Egypt demands compensation from Ethiopia for Nile water losses
CAIRO - Egypt's Water Minister Hany Sewilam has escalated rhetoric in the long-standing dispute over the Grand Ethiopian Renaissance Dam (GERD), asserting that Ethiopia should provide compensation to Egypt and Sudan for alleged damages caused by the dam's construction and operation on the Nile River.
Speaking during a session in the Egyptian Senate on Monday, Sewilam claimed that Egypt had been denied access to 38 billion cubic meters of its allocated 55 billion cubic meters of Nile water due to the GERD.
He described the dam's unilateral development as unprecedented, noting no similar structure had previously been built on the Nile without coordinated agreement among riparian states.
“Damage has been sustained because 38 billion cubic metres out of Egypt's share of 55 billion cubic metres had been denied, and the state's task was to shield citizens from the effects of the damage,” Sewilam stated, according to reports from Egyptian media and international outlets.
He explicitly demanded compensation to offset these losses, framing the issue as a matter of protecting citizens from the consequences of reduced water availability.
The comments come amid Egypt's heavy reliance on the Nile, which supplies approximately 97% of its freshwater needs for agriculture, industry, and domestic use.
With population growth and rising demand - now reportedly at 88.5 billion cubic meters annually - Egypt's per-capita water share has fallen sharply, approaching levels well below global scarcity thresholds.
The GERD, a massive hydropower project on the Blue Nile (which contributes the majority of the Nile's flow), has been a flashpoint since construction began over a decade ago.
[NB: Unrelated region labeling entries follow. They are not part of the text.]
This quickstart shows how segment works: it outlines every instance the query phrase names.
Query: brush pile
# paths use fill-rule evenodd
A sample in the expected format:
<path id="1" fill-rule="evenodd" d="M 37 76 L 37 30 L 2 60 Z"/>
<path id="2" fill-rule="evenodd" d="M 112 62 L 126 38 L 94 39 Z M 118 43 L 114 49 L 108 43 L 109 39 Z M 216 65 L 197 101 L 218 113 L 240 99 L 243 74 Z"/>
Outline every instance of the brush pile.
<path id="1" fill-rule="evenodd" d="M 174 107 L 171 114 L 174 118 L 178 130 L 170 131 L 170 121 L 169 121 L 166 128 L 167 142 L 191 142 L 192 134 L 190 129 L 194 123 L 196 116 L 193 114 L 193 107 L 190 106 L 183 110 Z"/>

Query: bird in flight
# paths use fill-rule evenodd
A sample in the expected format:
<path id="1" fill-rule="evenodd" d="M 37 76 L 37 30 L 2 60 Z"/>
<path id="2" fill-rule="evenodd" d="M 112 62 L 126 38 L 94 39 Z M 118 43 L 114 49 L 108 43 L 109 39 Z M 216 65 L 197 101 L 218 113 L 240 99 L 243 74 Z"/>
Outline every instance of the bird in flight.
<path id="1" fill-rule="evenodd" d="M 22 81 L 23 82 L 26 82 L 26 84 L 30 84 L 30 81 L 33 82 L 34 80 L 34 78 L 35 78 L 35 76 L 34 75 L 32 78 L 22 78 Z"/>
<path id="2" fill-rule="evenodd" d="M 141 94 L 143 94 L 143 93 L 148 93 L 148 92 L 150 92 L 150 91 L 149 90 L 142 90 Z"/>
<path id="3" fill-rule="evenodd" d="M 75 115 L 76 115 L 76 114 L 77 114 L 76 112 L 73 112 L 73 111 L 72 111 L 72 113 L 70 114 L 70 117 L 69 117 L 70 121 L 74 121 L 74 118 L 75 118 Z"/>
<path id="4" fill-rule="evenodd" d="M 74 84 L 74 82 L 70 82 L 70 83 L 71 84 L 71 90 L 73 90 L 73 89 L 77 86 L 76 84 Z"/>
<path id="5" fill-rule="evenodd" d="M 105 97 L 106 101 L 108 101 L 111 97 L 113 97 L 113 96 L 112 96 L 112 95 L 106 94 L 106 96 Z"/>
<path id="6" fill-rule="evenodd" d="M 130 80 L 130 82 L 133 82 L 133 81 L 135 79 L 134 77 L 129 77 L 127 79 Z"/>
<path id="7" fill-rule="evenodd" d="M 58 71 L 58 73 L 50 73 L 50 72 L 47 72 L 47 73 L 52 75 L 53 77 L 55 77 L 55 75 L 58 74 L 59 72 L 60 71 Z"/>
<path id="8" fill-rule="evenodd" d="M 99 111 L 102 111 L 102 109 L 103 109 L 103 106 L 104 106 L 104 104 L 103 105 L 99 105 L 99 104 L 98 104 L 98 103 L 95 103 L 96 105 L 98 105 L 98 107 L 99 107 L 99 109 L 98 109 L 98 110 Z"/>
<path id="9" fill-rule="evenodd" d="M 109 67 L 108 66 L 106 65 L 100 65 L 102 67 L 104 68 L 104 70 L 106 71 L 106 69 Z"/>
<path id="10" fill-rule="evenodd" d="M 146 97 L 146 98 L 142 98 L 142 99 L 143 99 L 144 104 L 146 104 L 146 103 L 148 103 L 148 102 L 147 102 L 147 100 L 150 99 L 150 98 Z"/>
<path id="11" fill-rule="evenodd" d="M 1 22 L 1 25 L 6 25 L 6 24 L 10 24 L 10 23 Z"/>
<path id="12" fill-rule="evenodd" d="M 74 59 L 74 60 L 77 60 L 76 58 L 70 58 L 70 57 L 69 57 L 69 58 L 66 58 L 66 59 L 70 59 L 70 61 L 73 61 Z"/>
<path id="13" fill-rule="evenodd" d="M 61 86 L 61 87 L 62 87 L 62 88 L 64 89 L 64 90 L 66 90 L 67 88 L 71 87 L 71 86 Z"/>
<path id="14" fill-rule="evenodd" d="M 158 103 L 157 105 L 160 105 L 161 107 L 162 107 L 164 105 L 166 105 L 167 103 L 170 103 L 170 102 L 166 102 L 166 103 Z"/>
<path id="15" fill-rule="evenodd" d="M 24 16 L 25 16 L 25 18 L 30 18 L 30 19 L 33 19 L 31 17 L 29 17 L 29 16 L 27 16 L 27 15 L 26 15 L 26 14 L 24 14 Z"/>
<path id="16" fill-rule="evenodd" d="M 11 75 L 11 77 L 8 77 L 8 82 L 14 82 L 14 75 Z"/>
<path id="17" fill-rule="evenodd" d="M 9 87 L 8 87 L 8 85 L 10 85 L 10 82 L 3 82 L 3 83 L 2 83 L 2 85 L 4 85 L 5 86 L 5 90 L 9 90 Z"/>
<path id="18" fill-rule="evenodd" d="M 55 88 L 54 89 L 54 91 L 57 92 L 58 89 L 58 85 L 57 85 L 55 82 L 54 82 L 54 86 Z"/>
Ethiopia views the dam as essential for energy generation, economic development, and poverty reduction, insisting it causes no significant harm downstream and has even helped regulate flows to reduce flooding risks in Sudan.
Ethiopian officials have repeatedly rejected claims of unilateral harm, pointing out that the Blue Nile originates in Ethiopia's highlands and that downstream nations have historically benefited from Ethiopian waters without reciprocal arrangements.
Sudan, while acknowledging potential benefits from the GERD for irrigation and electricity, has expressed concerns over flooding risks from reservoir releases and sediment management.
However, Sewilam's call for compensation directed at Ethiopia - and implicitly involving Sudan as a co-beneficiary of any award - marks a notable shift in Egypt's public positioning, moving from demands for binding agreements on filling and operation to explicit financial redress.
The statement follows recent diplomatic overtures, including US President Donald Trump's renewed offer to mediate the dispute, which Egypt and Sudan have welcomed.
Egypt has historically invoked colonial-era agreements to assert "historical rights" to Nile waters, a position Ethiopia and other upstream states dismiss as outdated and inequitable.
Analysts see Sewilam's remarks as part of broader efforts to pressure Ethiopia amid stalled trilateral talks and the dam's full commissioning in recent years. Enforcement of any compensation claim would face significant hurdles under international law, particularly the principle of equitable and reasonable utilization enshrined in frameworks like the UN Watercourses Convention - though neither Egypt nor Ethiopia is a party to it.
The renewed escalation highlights the persistent tensions in the Nile Basin, where competing national interests over a shared resource continue to challenge regional stability and cooperation.